いま公開中の「沈黙のパレード」を観るのに前作コンプリートしときたくて視聴。

なにこの面白い映画。
湯川先生が急に数式書き出さないし、キメ顔で「実に面白い」とか言わないし、BGMにテーマ曲が格好良く響き出したりもせず、ドラマ版より圧倒的地味になってるのにめちゃくちゃ面白い。

堤真一の演技力がすごい。
真相が明かされるまで、途中隠し撮りはじめたあたりは「元旦那よりやばいストーカー男なんじゃ…花岡さん逃げて!!」とまんまと思わされてしまった。
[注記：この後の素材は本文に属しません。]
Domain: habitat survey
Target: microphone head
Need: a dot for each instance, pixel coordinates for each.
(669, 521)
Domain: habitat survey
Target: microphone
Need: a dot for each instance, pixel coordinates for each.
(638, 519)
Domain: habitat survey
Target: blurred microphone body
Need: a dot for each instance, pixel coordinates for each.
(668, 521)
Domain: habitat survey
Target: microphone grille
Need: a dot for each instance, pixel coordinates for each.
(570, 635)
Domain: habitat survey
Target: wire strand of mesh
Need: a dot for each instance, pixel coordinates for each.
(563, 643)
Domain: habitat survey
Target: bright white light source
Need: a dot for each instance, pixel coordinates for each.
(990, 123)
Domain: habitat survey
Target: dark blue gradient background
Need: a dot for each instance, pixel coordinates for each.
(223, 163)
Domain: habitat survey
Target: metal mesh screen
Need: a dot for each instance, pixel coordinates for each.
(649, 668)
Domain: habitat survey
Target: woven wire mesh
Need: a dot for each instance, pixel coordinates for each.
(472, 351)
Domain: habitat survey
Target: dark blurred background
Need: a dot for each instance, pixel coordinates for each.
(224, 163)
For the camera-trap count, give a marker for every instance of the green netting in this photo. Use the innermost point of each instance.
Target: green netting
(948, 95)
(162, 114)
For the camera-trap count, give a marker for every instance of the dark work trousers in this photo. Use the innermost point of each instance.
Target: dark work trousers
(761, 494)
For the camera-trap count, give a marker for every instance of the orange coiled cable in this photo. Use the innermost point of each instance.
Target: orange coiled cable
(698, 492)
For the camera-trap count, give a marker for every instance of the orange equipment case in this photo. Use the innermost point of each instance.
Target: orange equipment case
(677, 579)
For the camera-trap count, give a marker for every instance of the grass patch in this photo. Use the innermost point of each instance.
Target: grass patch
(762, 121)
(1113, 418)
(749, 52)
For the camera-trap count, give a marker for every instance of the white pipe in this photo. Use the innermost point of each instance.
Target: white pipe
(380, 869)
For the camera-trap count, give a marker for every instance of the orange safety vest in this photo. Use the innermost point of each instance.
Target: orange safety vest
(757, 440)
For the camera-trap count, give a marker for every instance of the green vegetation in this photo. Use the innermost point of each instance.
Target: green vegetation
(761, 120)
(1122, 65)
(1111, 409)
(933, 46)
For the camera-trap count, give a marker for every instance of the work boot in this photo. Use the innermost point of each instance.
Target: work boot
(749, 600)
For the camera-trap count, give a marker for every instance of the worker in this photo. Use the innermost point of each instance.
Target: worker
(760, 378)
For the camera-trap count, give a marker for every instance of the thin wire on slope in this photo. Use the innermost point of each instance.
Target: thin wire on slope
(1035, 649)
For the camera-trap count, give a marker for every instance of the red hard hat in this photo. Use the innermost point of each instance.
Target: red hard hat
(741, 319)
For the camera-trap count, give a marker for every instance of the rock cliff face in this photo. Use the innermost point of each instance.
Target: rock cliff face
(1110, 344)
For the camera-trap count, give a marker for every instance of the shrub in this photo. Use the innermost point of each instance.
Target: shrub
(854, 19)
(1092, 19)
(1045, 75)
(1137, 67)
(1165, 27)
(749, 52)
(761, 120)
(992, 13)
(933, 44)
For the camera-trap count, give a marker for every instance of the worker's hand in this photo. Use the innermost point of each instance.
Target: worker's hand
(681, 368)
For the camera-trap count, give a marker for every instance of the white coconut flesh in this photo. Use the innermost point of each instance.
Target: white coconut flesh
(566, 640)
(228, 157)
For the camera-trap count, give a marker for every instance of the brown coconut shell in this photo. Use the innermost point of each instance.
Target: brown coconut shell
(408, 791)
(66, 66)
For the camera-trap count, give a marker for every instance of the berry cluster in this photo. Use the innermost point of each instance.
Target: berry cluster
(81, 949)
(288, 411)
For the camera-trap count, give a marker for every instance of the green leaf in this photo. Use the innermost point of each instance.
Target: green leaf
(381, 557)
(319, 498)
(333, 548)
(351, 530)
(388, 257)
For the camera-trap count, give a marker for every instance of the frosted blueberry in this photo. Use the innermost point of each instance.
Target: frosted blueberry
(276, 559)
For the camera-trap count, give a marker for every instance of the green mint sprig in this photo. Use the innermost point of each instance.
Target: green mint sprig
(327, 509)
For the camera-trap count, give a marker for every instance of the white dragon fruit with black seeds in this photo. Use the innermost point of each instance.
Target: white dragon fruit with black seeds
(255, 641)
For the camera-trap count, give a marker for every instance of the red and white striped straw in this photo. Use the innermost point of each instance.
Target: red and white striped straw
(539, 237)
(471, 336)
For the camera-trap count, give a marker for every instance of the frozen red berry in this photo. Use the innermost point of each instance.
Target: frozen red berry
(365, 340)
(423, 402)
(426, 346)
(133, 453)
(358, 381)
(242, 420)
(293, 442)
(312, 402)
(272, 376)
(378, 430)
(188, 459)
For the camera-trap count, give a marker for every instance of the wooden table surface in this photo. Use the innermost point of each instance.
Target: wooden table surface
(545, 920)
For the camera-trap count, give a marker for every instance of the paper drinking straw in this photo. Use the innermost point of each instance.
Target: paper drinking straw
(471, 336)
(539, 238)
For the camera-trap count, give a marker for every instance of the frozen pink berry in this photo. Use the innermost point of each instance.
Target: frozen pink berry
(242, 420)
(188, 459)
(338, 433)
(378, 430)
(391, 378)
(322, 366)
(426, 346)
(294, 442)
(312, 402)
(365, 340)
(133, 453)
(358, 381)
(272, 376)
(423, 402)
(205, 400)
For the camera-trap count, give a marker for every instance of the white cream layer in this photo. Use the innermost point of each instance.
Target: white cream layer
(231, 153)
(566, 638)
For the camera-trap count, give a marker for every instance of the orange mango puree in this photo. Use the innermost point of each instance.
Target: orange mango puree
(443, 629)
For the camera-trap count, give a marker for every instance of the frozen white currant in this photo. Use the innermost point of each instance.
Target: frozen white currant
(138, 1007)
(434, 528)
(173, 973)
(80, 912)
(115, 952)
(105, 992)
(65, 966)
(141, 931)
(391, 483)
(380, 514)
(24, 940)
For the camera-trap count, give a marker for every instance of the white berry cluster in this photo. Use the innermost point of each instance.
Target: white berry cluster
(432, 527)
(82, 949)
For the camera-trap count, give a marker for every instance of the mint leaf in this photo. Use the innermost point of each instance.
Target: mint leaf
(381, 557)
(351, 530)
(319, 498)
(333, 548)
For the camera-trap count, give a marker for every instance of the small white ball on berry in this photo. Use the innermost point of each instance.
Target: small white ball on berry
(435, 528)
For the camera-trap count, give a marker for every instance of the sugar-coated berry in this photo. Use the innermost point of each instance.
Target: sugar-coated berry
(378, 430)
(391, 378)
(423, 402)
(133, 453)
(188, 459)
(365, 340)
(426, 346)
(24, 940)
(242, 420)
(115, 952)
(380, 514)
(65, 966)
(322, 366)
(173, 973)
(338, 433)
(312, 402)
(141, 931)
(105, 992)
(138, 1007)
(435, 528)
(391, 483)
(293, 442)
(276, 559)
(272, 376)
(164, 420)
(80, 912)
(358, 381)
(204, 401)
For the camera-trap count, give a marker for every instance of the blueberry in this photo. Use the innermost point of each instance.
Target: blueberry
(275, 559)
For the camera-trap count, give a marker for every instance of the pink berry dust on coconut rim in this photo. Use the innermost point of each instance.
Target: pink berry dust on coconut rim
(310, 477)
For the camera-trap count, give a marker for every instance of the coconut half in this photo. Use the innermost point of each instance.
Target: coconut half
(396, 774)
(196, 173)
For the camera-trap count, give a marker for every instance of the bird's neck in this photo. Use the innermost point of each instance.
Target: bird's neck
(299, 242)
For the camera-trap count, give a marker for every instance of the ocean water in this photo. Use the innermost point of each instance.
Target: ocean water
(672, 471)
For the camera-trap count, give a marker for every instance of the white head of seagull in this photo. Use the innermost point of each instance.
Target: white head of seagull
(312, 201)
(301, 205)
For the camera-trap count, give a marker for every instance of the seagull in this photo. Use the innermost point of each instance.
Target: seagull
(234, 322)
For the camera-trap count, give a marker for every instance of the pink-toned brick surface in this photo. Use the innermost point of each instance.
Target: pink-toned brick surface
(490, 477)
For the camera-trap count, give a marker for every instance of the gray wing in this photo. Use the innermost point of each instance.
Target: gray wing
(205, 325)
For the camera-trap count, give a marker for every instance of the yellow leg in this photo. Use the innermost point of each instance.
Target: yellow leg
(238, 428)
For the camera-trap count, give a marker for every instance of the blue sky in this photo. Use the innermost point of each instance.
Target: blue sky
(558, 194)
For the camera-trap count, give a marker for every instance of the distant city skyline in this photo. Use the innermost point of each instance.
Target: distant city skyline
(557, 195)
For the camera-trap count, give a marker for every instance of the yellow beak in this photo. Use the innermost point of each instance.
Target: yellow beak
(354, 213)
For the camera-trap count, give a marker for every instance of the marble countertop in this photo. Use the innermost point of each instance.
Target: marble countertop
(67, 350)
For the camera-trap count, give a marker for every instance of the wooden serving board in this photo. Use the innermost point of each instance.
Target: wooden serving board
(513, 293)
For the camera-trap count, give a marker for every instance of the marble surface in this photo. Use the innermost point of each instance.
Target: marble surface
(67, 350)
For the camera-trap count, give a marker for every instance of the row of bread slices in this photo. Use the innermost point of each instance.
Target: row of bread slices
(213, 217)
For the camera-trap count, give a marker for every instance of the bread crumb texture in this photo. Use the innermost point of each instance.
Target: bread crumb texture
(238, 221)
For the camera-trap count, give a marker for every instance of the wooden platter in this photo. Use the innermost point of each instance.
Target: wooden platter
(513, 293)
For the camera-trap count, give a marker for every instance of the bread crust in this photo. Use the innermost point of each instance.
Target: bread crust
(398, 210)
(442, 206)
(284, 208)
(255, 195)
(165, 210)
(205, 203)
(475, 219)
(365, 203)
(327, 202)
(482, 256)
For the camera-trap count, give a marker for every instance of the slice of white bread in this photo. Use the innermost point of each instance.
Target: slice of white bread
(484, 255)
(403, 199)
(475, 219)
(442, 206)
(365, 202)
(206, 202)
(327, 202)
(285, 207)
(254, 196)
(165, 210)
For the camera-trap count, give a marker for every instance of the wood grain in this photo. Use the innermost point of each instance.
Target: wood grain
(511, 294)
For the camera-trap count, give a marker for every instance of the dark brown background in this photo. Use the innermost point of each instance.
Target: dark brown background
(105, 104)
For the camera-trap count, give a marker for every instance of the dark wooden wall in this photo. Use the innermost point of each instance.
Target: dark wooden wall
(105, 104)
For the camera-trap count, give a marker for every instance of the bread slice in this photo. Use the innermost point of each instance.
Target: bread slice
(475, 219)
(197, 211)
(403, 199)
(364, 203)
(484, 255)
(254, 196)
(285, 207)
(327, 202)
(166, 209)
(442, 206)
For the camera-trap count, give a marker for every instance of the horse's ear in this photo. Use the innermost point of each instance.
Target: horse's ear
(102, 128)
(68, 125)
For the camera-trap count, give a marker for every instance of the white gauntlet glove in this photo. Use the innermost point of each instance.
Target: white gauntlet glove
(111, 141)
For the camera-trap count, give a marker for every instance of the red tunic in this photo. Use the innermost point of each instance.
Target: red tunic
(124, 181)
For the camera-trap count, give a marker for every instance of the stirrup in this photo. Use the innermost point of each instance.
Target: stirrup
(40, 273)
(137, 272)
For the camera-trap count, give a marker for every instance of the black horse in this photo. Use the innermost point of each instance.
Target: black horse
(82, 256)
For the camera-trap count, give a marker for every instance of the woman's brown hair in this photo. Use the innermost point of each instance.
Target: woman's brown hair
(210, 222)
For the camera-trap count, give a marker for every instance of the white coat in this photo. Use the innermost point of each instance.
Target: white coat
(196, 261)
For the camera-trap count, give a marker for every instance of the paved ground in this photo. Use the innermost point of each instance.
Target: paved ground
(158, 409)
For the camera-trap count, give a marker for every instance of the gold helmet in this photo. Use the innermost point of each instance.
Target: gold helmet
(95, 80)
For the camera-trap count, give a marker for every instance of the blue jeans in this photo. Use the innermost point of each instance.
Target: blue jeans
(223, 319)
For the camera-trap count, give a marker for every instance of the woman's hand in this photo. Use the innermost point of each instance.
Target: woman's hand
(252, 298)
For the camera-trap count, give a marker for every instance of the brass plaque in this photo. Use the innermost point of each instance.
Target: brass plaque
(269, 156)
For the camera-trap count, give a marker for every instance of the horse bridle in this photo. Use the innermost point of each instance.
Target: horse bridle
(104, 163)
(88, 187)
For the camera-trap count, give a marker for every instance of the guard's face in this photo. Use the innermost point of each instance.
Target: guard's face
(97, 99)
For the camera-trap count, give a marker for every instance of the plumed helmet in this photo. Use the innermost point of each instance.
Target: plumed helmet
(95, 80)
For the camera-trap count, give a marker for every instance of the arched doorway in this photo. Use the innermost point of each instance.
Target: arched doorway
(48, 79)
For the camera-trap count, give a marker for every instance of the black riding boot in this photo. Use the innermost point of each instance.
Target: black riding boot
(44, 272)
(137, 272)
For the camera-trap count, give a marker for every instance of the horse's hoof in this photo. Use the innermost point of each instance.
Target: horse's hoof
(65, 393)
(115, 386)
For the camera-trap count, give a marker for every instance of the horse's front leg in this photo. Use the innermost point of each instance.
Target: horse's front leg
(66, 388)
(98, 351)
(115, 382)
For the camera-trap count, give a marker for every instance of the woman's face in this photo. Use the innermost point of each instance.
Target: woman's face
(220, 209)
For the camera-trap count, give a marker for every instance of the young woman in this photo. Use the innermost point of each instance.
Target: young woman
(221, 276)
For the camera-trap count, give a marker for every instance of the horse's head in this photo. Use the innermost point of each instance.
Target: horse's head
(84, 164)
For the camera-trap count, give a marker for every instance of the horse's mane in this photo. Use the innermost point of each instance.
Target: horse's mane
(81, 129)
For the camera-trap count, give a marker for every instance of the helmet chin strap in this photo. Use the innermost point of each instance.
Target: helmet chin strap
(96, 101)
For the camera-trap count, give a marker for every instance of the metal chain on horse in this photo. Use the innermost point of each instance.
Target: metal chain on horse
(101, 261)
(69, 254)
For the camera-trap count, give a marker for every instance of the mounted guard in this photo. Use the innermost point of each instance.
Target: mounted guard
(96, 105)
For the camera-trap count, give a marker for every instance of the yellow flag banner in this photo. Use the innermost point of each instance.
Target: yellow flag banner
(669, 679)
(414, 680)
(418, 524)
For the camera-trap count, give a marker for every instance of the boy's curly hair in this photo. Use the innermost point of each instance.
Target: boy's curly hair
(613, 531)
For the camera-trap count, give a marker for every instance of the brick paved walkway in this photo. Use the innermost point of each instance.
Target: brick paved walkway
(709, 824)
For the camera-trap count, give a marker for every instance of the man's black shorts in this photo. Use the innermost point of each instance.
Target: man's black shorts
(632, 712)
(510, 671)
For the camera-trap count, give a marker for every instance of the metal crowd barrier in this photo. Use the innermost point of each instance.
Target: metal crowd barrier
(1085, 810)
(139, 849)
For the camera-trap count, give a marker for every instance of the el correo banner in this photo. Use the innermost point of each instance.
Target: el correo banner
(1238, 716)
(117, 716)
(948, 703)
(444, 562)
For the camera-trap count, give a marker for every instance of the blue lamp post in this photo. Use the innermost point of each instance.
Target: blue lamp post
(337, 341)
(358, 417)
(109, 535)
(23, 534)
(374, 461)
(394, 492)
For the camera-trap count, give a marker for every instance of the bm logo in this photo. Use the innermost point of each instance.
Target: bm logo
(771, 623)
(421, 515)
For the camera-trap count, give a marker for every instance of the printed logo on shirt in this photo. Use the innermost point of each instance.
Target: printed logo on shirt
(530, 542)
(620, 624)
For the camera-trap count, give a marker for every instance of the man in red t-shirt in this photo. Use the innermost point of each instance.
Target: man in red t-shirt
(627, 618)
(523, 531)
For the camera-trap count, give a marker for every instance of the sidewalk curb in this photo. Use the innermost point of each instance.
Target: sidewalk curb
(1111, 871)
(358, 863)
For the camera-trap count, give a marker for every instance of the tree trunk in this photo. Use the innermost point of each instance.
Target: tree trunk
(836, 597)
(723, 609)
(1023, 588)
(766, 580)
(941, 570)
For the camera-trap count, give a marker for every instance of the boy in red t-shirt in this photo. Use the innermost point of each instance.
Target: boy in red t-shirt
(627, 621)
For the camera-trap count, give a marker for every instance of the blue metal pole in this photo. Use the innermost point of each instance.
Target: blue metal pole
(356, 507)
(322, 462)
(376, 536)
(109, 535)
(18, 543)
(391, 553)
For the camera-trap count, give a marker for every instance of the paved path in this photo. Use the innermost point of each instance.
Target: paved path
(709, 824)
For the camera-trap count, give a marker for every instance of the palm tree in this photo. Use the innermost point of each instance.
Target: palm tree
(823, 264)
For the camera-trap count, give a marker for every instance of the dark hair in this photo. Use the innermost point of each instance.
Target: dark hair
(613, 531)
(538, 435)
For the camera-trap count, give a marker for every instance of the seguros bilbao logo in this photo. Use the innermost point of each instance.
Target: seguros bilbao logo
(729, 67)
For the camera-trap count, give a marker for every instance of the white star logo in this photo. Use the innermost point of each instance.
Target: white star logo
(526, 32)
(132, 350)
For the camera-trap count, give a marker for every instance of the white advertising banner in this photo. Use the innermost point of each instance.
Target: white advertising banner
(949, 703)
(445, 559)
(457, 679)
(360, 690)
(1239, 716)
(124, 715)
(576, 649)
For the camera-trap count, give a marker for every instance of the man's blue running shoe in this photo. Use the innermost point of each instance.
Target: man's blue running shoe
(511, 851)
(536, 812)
話の構成と相俟って、やばいストーカー男にもひたすらに献身的で物静かな男にも見えるから、脳がバグる。
最後連行される際の慟哭が凄まじく、全て台無しになったことへの絶望のなかに、愛する人間が自分を捨て置かないでいてくれたことへの喜びが滲むようで、色々な感情が綯い交ぜになっている様が見事だった。

あと石神自身を含め、人間の感情も織り込み済みのトリックというところが天才のそれだな思った。
追う側のミスリードを誘うトリックはよく見るけど、追われる側の「嘘をつくと多少なりとも動揺して危ない→嘘をつかなくていいようにする」とか「罪を被るにしても全くの無罪だと逃げ出してしまいそう→だから本当に罪を犯す」といった感情のコントロールまで含め完全犯罪を成そうとしているのは、他に類似したものをパッと思いつかない(自分が知らないだけかもしれないけど)。そのあたりが、まさに天才・石神が考えたトリックという感じがしていいなと思う。
そして、そこまでコントロールしたにもかかわらず、最後の最後で花岡さんに手紙を2通『同時に』渡してしまうっていう痛恨のミスをしているところが、石神の人となりをよく表しているようにも思う。
工藤氏に「花岡靖子に近づくな」なんて手紙を送っているあたり、ストーカーとしての実績作りと、工藤氏から花岡さんへ話がいき、花岡さんに自分への恐怖心を抱かせるところまで計算していると思うんだよね。それによって、自分が出頭したあとにストーカー行為を受けていたと躊躇なく言えるように、とまで考えていたと思う。
でも最後、真摯な愛情と感謝をしたためた手紙をあのタイミングで渡してしまうのは、ほんの少しでも自分を省みてほしい気持ちが無意識に滲んだんじゃないかとか、石神自身が自分という人間を、花岡さんが石神を想うよりかなり軽んじて扱っていたんだろうとか、そういうことを思った。じゃなければ、最後の指示をするにしてももう少しやりようはあったように思う。感謝の手紙はなにもかも終わったあとに届くようにしてもいいわけだし。

石神さんは愛する花岡さんのためになんの罪もない人を1人殺しているわけだけど、その酷薄な感じも、普段高校教師をやりながらも生徒に全く心を寄せていない様子とわりと符号するというか、違和感ないというか。

なんか色々書いてしまったけど、上映2時間というごく限られた中で、ゲストキャラなのに石神という人物の描写が克明すぎやしませんか…??
底の底まで描こうとしている感じ。

というふうに、色々と思い巡らせることができるこの劇場版は、とても素晴らしい作品なのでめちゃおすすめです。